電話に出た桜庭さんは焦ってるみたいで、「また会いに行くから」と返事した。
それを聞きながら、私はどうして彼に電話をかけてしまったんだろうと激しく後悔。
忙しい人なんだから急に言っても来て貰える筈もなく、当たり前よね…という思いが広がっていった。

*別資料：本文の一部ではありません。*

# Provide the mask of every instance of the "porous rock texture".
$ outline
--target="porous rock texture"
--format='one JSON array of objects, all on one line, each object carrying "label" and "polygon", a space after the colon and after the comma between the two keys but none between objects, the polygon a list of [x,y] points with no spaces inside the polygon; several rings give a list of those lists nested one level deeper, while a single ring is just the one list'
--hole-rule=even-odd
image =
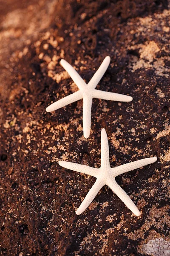
[{"label": "porous rock texture", "polygon": [[[169,255],[170,2],[1,0],[0,5],[0,255]],[[61,58],[88,82],[108,55],[110,64],[97,88],[133,99],[94,99],[86,139],[82,101],[52,113],[45,109],[77,90]],[[99,167],[102,128],[111,167],[158,158],[116,178],[139,217],[107,186],[75,214],[95,179],[57,162]]]}]

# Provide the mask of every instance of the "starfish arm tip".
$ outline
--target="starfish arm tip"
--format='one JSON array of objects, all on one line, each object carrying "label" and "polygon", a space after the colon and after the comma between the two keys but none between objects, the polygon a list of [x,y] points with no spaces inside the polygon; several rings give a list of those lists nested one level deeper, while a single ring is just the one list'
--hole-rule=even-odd
[{"label": "starfish arm tip", "polygon": [[108,56],[107,56],[105,58],[108,59],[108,60],[109,61],[110,61],[110,59],[111,59],[110,57],[108,55]]},{"label": "starfish arm tip", "polygon": [[88,131],[88,130],[85,129],[84,129],[84,130],[83,131],[83,135],[84,135],[84,137],[85,139],[88,139],[88,138],[90,136],[90,130]]},{"label": "starfish arm tip", "polygon": [[62,64],[63,63],[63,62],[65,62],[65,60],[64,60],[63,59],[62,59],[60,61],[60,63],[61,64],[61,65],[62,65]]},{"label": "starfish arm tip", "polygon": [[152,158],[153,160],[153,163],[154,163],[155,162],[156,162],[156,161],[157,161],[158,160],[158,158],[157,158],[156,157],[152,157]]},{"label": "starfish arm tip", "polygon": [[128,101],[129,102],[132,101],[133,100],[133,97],[131,96],[129,96],[129,100]]}]

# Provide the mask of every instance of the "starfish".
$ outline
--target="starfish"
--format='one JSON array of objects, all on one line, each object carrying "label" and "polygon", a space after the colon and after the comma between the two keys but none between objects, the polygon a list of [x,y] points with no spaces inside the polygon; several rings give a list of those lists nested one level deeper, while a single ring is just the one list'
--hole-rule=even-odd
[{"label": "starfish", "polygon": [[96,182],[88,192],[85,198],[76,210],[79,215],[83,212],[93,201],[99,191],[105,185],[107,185],[119,198],[126,206],[136,216],[141,214],[139,211],[130,198],[115,180],[117,176],[152,163],[157,157],[149,157],[111,168],[109,163],[109,149],[106,131],[103,128],[101,131],[101,165],[99,169],[84,165],[60,161],[61,166],[78,172],[85,173],[96,178]]},{"label": "starfish", "polygon": [[51,104],[47,108],[46,111],[48,112],[54,111],[82,99],[83,134],[85,138],[88,138],[91,130],[91,111],[93,98],[127,102],[133,99],[130,96],[95,89],[106,71],[110,61],[110,57],[109,56],[106,57],[99,69],[87,84],[74,68],[66,61],[62,59],[61,65],[67,71],[79,90]]}]

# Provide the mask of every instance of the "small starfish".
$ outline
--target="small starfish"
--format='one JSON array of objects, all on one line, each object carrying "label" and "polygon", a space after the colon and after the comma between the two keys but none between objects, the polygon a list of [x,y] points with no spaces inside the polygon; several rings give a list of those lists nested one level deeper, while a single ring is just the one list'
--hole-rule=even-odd
[{"label": "small starfish", "polygon": [[136,216],[141,214],[130,198],[115,180],[117,176],[135,170],[157,160],[157,157],[144,158],[111,168],[109,163],[109,149],[106,131],[103,128],[101,132],[101,165],[99,169],[91,167],[74,163],[60,161],[61,166],[78,172],[82,172],[96,177],[96,182],[89,190],[85,198],[76,210],[79,215],[83,212],[91,203],[99,191],[105,185],[107,185],[124,202],[126,206]]},{"label": "small starfish", "polygon": [[51,104],[47,108],[46,111],[48,112],[54,111],[82,99],[83,133],[85,138],[88,138],[91,129],[91,111],[93,98],[127,102],[130,102],[133,99],[133,98],[130,96],[95,89],[106,72],[110,61],[110,57],[109,56],[106,57],[98,70],[87,84],[68,62],[65,60],[61,60],[61,64],[68,72],[79,90]]}]

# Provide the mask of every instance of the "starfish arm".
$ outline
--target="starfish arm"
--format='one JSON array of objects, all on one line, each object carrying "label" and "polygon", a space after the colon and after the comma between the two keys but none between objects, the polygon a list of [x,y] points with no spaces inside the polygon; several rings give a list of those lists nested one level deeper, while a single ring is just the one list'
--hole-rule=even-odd
[{"label": "starfish arm", "polygon": [[85,209],[91,204],[96,195],[105,184],[101,180],[96,180],[93,186],[90,189],[86,196],[76,211],[76,213],[79,215],[85,211]]},{"label": "starfish arm", "polygon": [[130,211],[136,216],[140,216],[141,213],[132,201],[129,196],[117,184],[116,180],[113,179],[112,180],[108,180],[107,185],[111,190],[125,204]]},{"label": "starfish arm", "polygon": [[123,94],[105,92],[96,89],[93,90],[92,92],[93,98],[125,102],[130,102],[133,100],[133,98],[131,96],[128,96],[127,95],[124,95]]},{"label": "starfish arm", "polygon": [[99,67],[99,69],[94,74],[88,86],[91,88],[96,88],[99,82],[106,72],[110,61],[110,58],[109,56],[107,56],[104,60],[102,64]]},{"label": "starfish arm", "polygon": [[105,129],[101,131],[101,168],[110,168],[109,148],[108,137]]},{"label": "starfish arm", "polygon": [[92,98],[85,95],[83,96],[83,106],[82,111],[82,122],[83,134],[85,138],[90,136],[91,127],[91,111]]},{"label": "starfish arm", "polygon": [[140,167],[142,167],[145,165],[152,163],[156,162],[157,160],[157,157],[149,157],[148,158],[144,158],[141,160],[135,161],[132,163],[125,163],[120,166],[117,166],[114,168],[112,168],[112,173],[114,177],[118,175],[130,171],[135,170]]},{"label": "starfish arm", "polygon": [[83,164],[66,162],[65,161],[59,161],[58,163],[62,167],[72,171],[90,175],[96,178],[98,175],[99,170],[96,168],[94,168]]},{"label": "starfish arm", "polygon": [[76,70],[65,60],[62,59],[60,61],[61,65],[66,70],[74,82],[79,89],[84,89],[87,87],[87,84],[83,79],[79,75]]},{"label": "starfish arm", "polygon": [[82,99],[82,93],[80,90],[78,90],[51,104],[47,108],[46,111],[48,112],[54,111],[81,99]]}]

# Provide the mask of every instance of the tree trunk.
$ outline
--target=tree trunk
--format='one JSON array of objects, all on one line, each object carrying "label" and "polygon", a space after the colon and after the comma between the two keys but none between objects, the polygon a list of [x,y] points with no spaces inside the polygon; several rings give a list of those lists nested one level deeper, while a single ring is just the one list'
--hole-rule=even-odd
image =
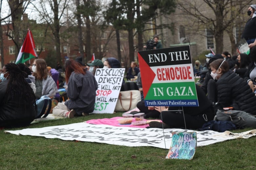
[{"label": "tree trunk", "polygon": [[10,0],[9,2],[11,14],[11,24],[12,26],[13,35],[14,36],[13,41],[16,45],[15,59],[18,56],[19,49],[21,46],[21,41],[20,40],[20,35],[19,33],[20,29],[19,26],[20,24],[21,16],[23,12],[23,2],[22,1],[16,0]]},{"label": "tree trunk", "polygon": [[121,55],[121,43],[120,42],[120,34],[119,30],[116,29],[116,35],[117,37],[117,59],[121,62],[122,62],[122,56]]},{"label": "tree trunk", "polygon": [[86,16],[85,25],[86,26],[86,61],[91,60],[92,54],[91,52],[91,24],[89,16]]},{"label": "tree trunk", "polygon": [[134,60],[134,47],[133,47],[133,31],[132,29],[128,30],[128,42],[129,43],[129,61],[128,63]]},{"label": "tree trunk", "polygon": [[[137,10],[137,20],[140,16],[140,1],[139,0],[136,0]],[[142,28],[141,26],[137,27],[137,31],[138,36],[138,50],[142,51],[143,50],[143,39],[142,38]]]},{"label": "tree trunk", "polygon": [[[234,55],[237,53],[236,40],[235,39],[235,37],[234,37],[233,33],[229,31],[229,29],[227,29],[226,30],[226,31],[228,35],[228,36],[229,37],[229,40],[231,42],[231,53],[232,55]],[[230,29],[230,30],[232,30],[232,29]]]},{"label": "tree trunk", "polygon": [[82,20],[81,19],[81,11],[80,10],[80,2],[79,0],[76,0],[76,19],[77,20],[77,30],[78,32],[78,42],[79,43],[79,52],[80,57],[82,58],[82,62],[85,63],[84,55],[84,48],[83,45],[83,38],[82,35]]},{"label": "tree trunk", "polygon": [[4,65],[4,43],[3,40],[3,28],[2,27],[2,24],[0,22],[0,52],[1,55],[1,66],[2,67],[0,69],[2,70],[2,68]]},{"label": "tree trunk", "polygon": [[[55,29],[53,33],[55,39],[55,45],[56,46],[56,58],[57,61],[59,62],[60,63],[62,63],[60,53],[60,40],[59,35],[60,27],[58,15],[59,6],[57,0],[53,0],[53,1],[54,5],[53,10],[54,14],[53,20]],[[67,50],[68,50],[68,49]]]}]

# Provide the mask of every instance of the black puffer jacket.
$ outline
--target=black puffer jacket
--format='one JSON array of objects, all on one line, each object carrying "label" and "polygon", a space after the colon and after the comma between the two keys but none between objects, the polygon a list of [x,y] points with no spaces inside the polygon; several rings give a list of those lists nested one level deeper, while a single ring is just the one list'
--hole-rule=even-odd
[{"label": "black puffer jacket", "polygon": [[[9,80],[0,82],[0,127],[19,127],[29,125],[34,120],[36,111],[29,109],[29,102],[8,98],[6,92]],[[27,109],[24,110],[26,105]]]},{"label": "black puffer jacket", "polygon": [[243,78],[230,70],[221,76],[217,85],[218,102],[222,107],[256,115],[256,96]]}]

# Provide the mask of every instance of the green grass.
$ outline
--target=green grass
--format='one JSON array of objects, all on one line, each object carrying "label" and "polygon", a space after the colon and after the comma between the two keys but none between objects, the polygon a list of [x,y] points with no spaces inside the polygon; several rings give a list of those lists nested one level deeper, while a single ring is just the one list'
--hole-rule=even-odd
[{"label": "green grass", "polygon": [[[121,116],[94,114],[31,125],[35,128]],[[23,128],[12,129],[11,130]],[[246,128],[233,131],[238,132]],[[255,169],[254,137],[197,148],[192,160],[165,159],[168,151],[152,147],[129,147],[5,134],[0,130],[0,169]],[[133,159],[132,155],[137,158]]]}]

「いいんですよ。別に大した用事じゃなかったんですから」
すみません…と謝り、きゅっと唇を結ぶ。
兄がこの人に私を勧めていなければ、今日みたいな事態もきっと、起きてなかったかもしれない……。
「同じ勧めるなら貴方じゃなきゃ良かったのに」
ついぽろりとこぼれ出た愚痴に慌てて唇を押さえ、それじゃ…と通話を終了させようとした。
「奈央さん!?」
切れる瞬間、桜庭さんが名前を呼ぶのが聞こえたけど、私は答えることもなく通話を終わらせる。
そのままトン…とコンビニの壁に凭れ、つくづく馬鹿なことをした…ともう一度思った。